On this last show of the week, here are today's topics:
We are calling our first hour show topic "Parents At Wits' End." We want to reach out to the parents of troubled teenagers who are dealing with more than your typical adolescent peer pressure, anti-social behavior and stubborn silence at the dinner table. Chicago Tribune columnist Amy Dickinson offers advice to help parents deal with extreme behaviorial problems in their teenage kids, and we'll hear from one mother who struggled to control and ultimately save her out-of-control daughter. Following that, we'll talk about the recent school shooting at a Cleveland, Ohio high school. A 14-year-old student opened fire at the school, killing five before killing himself. Reports say the principal called a "Code Blue" alarm over the intercom, suggesting the school may have had a regulated system in place in case of a shooting at the school.
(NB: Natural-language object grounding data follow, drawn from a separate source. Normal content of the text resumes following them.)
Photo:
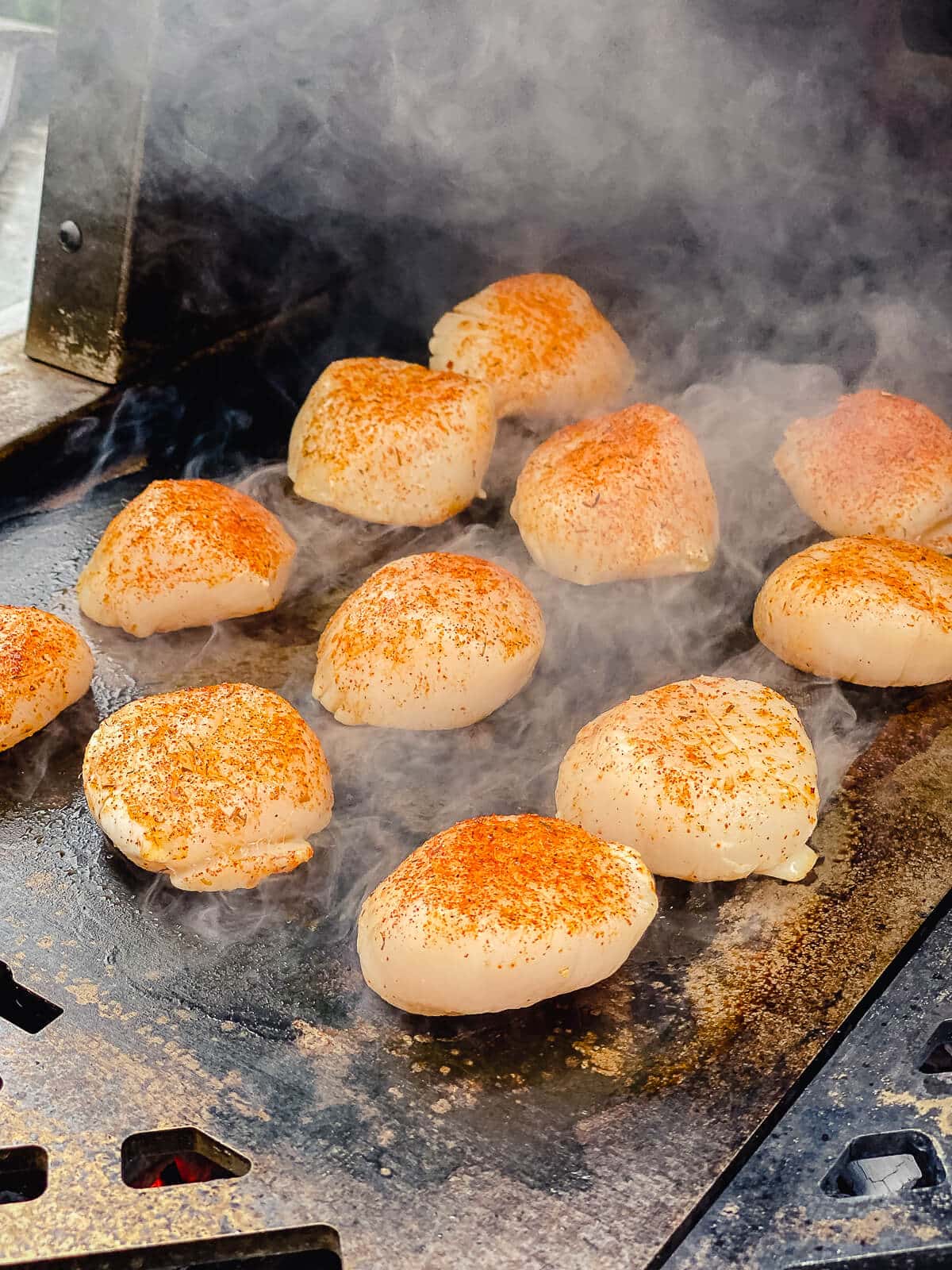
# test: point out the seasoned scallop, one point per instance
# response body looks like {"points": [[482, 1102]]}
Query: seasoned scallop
{"points": [[44, 666], [186, 552], [499, 912], [710, 779], [219, 787], [877, 464], [873, 611], [393, 442], [429, 641], [624, 495], [539, 343]]}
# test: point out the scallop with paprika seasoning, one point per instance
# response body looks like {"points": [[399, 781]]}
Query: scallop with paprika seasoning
{"points": [[877, 464], [539, 343], [219, 787], [499, 912], [873, 611], [44, 666], [186, 552], [624, 495], [429, 641], [710, 779], [393, 442]]}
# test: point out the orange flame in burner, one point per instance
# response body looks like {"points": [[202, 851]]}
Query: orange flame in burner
{"points": [[182, 1168]]}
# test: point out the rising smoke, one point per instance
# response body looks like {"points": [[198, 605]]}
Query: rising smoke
{"points": [[731, 182]]}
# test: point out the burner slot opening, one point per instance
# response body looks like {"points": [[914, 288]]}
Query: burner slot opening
{"points": [[178, 1157], [937, 1057], [25, 1009], [880, 1165], [313, 1259], [23, 1174], [309, 1248]]}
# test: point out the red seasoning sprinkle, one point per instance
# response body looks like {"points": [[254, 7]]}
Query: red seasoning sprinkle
{"points": [[524, 334], [203, 761], [876, 464], [524, 873], [201, 531], [436, 598], [879, 572], [38, 653]]}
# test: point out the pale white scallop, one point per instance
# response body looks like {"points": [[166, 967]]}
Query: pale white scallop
{"points": [[622, 495], [186, 552], [875, 611], [499, 912], [877, 464], [429, 641], [393, 442], [219, 787], [44, 666], [708, 779]]}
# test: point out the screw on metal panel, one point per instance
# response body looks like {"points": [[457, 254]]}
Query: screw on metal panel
{"points": [[70, 237]]}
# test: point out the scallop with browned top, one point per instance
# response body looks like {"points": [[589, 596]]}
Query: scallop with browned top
{"points": [[429, 641], [624, 495], [708, 779], [499, 912], [873, 611], [393, 442], [44, 666], [186, 552], [217, 787], [539, 343]]}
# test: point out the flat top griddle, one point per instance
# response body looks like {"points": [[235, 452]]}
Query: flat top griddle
{"points": [[582, 1132]]}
We'll talk with a reporter in Cleveland and the regional director of the National Association of School Resource Officers about drill training programs designed to keep schools and its students safe.
In our second hour, empathy for the aging. Magazine editor Jason Wilson participated in a class designed to teach empathy toward the elderly. He'll talk about the curriculum that included wearing restrictive bandages on his knees and breathing through a straw. Also joining us will be Peg Gordon, who teaches a class called "Xtreme Aging." We'll hear how different age groups responded to the aches and pains of growing old, and if that changed how they view the elderly. Can empathy be taught? At the end of the hour, we'll talk about the changing role of comic strips with cartoonist Tom Batiuk, creator of the comic strip "Funky Winkerbean" whose character died after losing her battle with breast cancer.